Sustainability in the Supply Chain

Maintaining sustainability standards in the delivery chain represents an elementary value adding factor and, at the same time, an important lever in the implementation of our “Code of Business Conduct” and for risk minimization. Securing sustainability along the entire delivery chain requires joint efforts and orientation toward long-term and value-oriented action. We are convinced that sustainability in the delivery chain can be obtained only by means of unambiguous rules concerning choice and qualification of our suppliers and in close cooperation with established suppliers. We consider the cooperation with our suppliers to be an opportunity to integrate sustainability into the entire value-added process. Our suppliers play a decisive part in our sustainability performance, and that is why cooperation with them has to be based on principles that we share.

Cooperation with Suppliers

Audits are carried out periodically at the suppliers’ locations. In terms of these audits, Siegfried monitors the social and ecological effects along the value-added chain and identifies potential risks, which Siegfried addresses and from which measures are deduced. Non-compliance with minimum standards will result in a delivery block or change of supplier.

Distribution

In distribution, our aim is to offer our customers high-quality products and services and build up long-term relationships with them. Distribution at Siegfried is strictly regulated and subject to relevant laws. The group-wide Code of Conduct makes no allowance for violation of the law and requires strict adherence to anti-corruption guidelines and antitrust legislation.

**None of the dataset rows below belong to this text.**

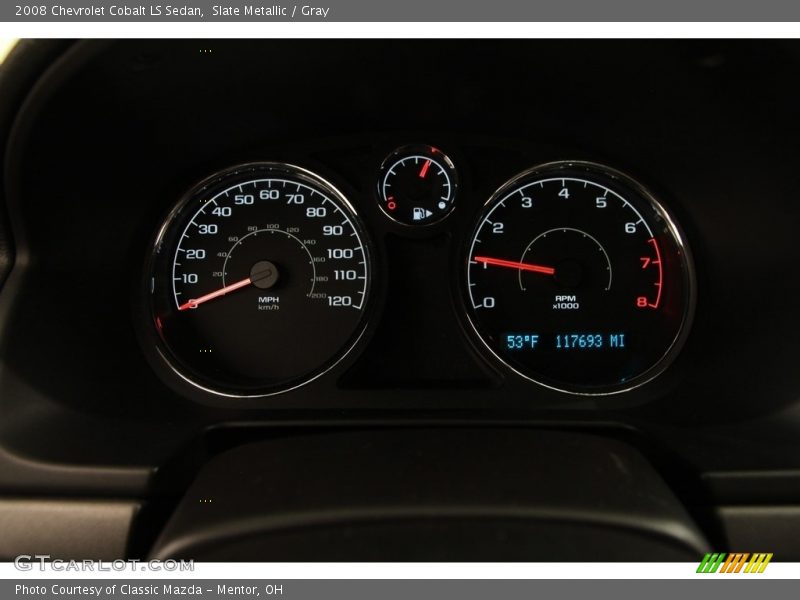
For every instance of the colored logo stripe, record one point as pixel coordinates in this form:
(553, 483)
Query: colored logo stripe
(736, 562)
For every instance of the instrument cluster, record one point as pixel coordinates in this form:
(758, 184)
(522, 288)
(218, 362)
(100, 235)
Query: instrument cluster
(570, 276)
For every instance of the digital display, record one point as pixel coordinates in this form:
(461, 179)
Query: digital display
(576, 278)
(566, 341)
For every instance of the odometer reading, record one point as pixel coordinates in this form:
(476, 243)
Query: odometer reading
(578, 279)
(260, 280)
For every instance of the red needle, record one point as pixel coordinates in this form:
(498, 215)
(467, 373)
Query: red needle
(220, 292)
(514, 265)
(424, 170)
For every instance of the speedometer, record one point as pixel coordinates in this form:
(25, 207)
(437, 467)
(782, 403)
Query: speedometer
(259, 280)
(578, 279)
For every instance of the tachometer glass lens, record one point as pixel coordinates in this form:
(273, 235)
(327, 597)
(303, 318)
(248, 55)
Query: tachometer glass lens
(259, 281)
(577, 279)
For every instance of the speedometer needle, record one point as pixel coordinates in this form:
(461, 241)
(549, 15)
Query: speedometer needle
(220, 292)
(498, 262)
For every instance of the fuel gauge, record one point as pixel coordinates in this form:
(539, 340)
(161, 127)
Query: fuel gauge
(417, 185)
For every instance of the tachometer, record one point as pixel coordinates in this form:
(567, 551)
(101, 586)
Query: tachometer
(578, 279)
(259, 281)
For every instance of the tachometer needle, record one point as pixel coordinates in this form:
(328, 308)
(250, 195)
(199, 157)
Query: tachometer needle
(220, 292)
(498, 262)
(424, 170)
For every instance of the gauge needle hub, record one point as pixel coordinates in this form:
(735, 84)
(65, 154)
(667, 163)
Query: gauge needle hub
(424, 170)
(194, 303)
(510, 264)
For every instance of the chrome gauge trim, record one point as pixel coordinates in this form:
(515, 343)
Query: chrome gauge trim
(588, 168)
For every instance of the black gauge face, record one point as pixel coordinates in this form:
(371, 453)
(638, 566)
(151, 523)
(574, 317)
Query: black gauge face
(259, 281)
(417, 185)
(577, 279)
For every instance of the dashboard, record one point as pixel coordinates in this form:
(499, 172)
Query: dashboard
(225, 241)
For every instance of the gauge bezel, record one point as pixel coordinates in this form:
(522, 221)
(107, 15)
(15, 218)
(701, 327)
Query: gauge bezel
(408, 150)
(587, 169)
(181, 377)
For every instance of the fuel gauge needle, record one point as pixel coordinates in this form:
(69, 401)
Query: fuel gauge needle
(194, 303)
(499, 262)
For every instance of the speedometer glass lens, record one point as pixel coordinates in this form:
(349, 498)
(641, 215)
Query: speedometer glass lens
(259, 281)
(578, 279)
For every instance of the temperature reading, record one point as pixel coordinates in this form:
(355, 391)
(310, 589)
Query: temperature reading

Qualification of Suppliers and Service Providers

Often, raw materials, pharmaceutical auxiliaries, packaging material, API components and occasionally APIs are purchased by manufacturers and suppliers abroad to be used by Siegfried. In such cases, Siegfried is responsible for qualifying these manufacturers and suppliers, and we therefore make use of an audit system to carry out qualification in accordance with applicable quality standards.

Quality Requirements and Quality Certificates

Triggered by a rising quality awareness, and consequently higher demands made on quality on the customer side, the number of inspections and certificates / statements required from the pharmaceutical industry is growing steadily, often due to accidents, counterfeiting and sub-standard mixtures. Today, in addition to analysis certificates, which have been required for a long time, concerning appearance, purity, content, physical characteristics and GMP-conform production of our products, customers and regulatory authorities today require data and certificates concerning genotoxic impurities, freedom of heparin adulteration, freedom of hidden genetically modified parts including TSE / BSE, melamine, benzene, etc. Siegfried works in close cooperation with the US-FDA concerning product piracy in order to combat counterfeiting and to safeguard consumer safety.

Good Distribution Practice (GDP)

Good Distribution Practice (GDP) is a topic that has gained significance since the introduction of new international guidelines in 2013. The aim is to ensure that the entire supply chain of materials from manufacturers / suppliers to Siegfried, and from Siegfried to our customers is safeguarded against incorrect transportation and storage conditions as well as fraudulent attempts at counterfeiting.